I work with churches and projects around the city who on a day to day basis are trying to support some of the people in our city who face such difficulties. I am really encouraged by those people and organisations, many of whom are doing so much with so little and often at great personal cost. As the visible numbers of people sleeping rough on our streets continues to increase I find myself at times feeling overwhelmed by it all but I am reminded of something Tim Evans, one of trustees, said a few months ago – “we have to keep believing that something can be done, that change can happen and that we can be part of it”.
We do indeed have to keep believing, and trying to find ways to play our part in helping change to happen. There is certainly much to build on in Birmingham and so many people committed to making ours a city where people don’t just survive but truly flourish.

I was reminded recently that Birmingham is a city that aspires to flourishing neighbourhoods that are “clean, safe and generous” and that generosity was beautifully demonstrated by so many people during Birmingham’s week of Kindness last year, a campaign that encouraged the people of Birmingham to “do something kind today”. I feel proud to live in a city whose response to racism and xenophobia was to start a campaign of kindness encouraging people to “Love Your Neighbour” – I have loved driving round the city and discovering the bright orange Love Your Neighbour banners and posters on school gates, university railings, churches, mosques, synagogues, community centres, shop windows and a whole host of other places.

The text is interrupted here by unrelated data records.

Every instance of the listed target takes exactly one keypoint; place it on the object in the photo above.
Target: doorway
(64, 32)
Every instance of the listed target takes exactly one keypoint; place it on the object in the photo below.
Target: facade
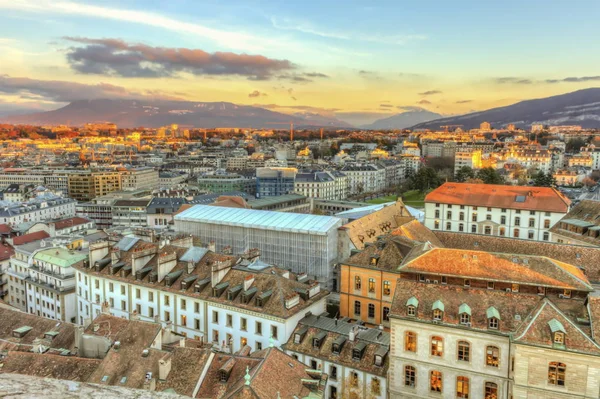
(86, 186)
(505, 211)
(139, 178)
(304, 243)
(463, 329)
(200, 294)
(271, 182)
(354, 357)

I have been reflecting a lot recently on Jeremiah 29, in particular verse 7
“But seek the welfare of the city where I have sent you into exile, and pray to the LORD on its behalf, for in its welfare you will find your welfare”. Jeremiah 29:7 (NRSV)

Written to the people of Israel at a time of exile, it is a message that I think is as true today for churches and Christians living in Birmingham as it was for the exiled people of Israel in Babylon.
In this passage the prophet Jeremiah gives the people two instructions about the city they found themselves in – they are to seek its welfare and to pray for it.

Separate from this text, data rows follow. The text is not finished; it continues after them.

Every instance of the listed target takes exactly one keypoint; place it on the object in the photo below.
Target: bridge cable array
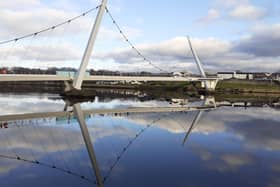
(49, 28)
(131, 44)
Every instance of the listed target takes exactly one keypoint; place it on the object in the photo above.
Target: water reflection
(227, 146)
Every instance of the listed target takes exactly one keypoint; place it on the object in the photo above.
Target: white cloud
(248, 12)
(212, 15)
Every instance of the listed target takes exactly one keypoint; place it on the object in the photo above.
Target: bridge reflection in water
(36, 139)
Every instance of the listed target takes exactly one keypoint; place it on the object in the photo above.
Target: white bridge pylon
(208, 84)
(87, 54)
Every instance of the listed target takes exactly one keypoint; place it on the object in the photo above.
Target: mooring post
(77, 84)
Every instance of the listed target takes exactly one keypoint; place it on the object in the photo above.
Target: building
(68, 73)
(236, 75)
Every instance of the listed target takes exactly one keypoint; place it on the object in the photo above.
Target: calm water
(227, 146)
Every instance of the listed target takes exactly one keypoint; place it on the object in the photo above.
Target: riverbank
(248, 86)
(157, 89)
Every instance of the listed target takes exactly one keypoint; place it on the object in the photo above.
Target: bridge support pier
(209, 85)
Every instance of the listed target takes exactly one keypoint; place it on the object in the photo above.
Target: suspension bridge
(75, 83)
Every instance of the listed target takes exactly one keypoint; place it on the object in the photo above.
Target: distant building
(68, 73)
(236, 75)
(245, 75)
(3, 71)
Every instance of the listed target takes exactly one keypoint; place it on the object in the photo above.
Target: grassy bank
(248, 86)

Now I am no theologian but I understand from those who are that the word translated here as “welfare”, and which in other versions of the bible is translated “peace” (CEV) or “peace and prosperity” (NIV) or “wellbeing” (NLV), is actually the Hebrew word “Shalom”. Shalom is a deeply rich word which I won’t be able to do justice to, but it encapsulates within it peace, wellbeing and flourishing life. So when Jeremiah called the people of Israel to seek the Shalom of the city, he was calling them to seek all that and more, and not just to seek it for themselves but to seek it for all those who lived amongst them in Babylon – their own Shalom, their own well-being, was bound up with those living around them. There is something for me in this passage that hints at the common bonds of humanity, articulated in Southern African phrase ‘Ubuntu’ – a belief that all humanity is connected to one another, and that our well-being is only truly realised alongside the well-being of others.

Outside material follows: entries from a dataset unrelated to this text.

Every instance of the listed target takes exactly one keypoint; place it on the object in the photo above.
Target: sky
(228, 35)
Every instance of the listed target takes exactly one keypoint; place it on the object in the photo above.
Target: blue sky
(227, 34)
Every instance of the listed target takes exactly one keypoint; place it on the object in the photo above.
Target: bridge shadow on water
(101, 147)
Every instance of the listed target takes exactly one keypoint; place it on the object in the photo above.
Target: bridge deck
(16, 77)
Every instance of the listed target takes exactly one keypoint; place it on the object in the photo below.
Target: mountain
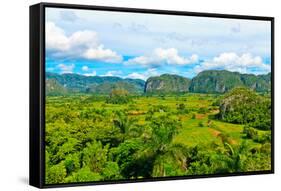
(106, 87)
(94, 84)
(221, 81)
(167, 83)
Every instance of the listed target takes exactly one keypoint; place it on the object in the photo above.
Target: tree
(118, 96)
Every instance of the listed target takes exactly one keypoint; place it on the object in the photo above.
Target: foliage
(88, 139)
(244, 106)
(118, 97)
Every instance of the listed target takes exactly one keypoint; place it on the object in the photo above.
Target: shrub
(118, 97)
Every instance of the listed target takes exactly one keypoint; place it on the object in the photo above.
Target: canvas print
(140, 96)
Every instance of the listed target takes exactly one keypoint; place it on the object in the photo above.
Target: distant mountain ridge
(209, 81)
(221, 81)
(89, 84)
(167, 83)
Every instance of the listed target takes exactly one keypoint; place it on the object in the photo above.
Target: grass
(196, 128)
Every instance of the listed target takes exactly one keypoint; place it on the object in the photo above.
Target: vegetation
(94, 137)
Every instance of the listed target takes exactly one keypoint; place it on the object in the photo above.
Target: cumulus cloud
(68, 15)
(143, 76)
(85, 68)
(66, 68)
(244, 63)
(160, 56)
(80, 44)
(100, 53)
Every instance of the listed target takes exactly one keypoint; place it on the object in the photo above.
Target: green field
(89, 139)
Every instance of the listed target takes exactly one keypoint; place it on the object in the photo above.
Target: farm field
(89, 139)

So this passage leads to a couple of challenges - to look for ways to seek the welfare of the city and to pray to Lord for it, both individually and to encourage churches to take intercession for the city seriously, and as an charity we have a some tools and resources to help churches think about this.

There are many people across the city who love Birmingham, many of them are people of faith whose faith propels them to hope for more for this city and its people, and who participate in seeking its welfare – to seeking the Shalom of the city.
I hope this movement of people seeking and praying continues to grow, at such an uncertain time in our country’s history it really needs to. In all sorts of ways, often quite small ones, we can play our part in making our city a place where people can flourish. I hope for this especially in the places where there is currently the most need, and I look for a day when instead of two faces, Birmingham has only one face and it’s a face that truly shines.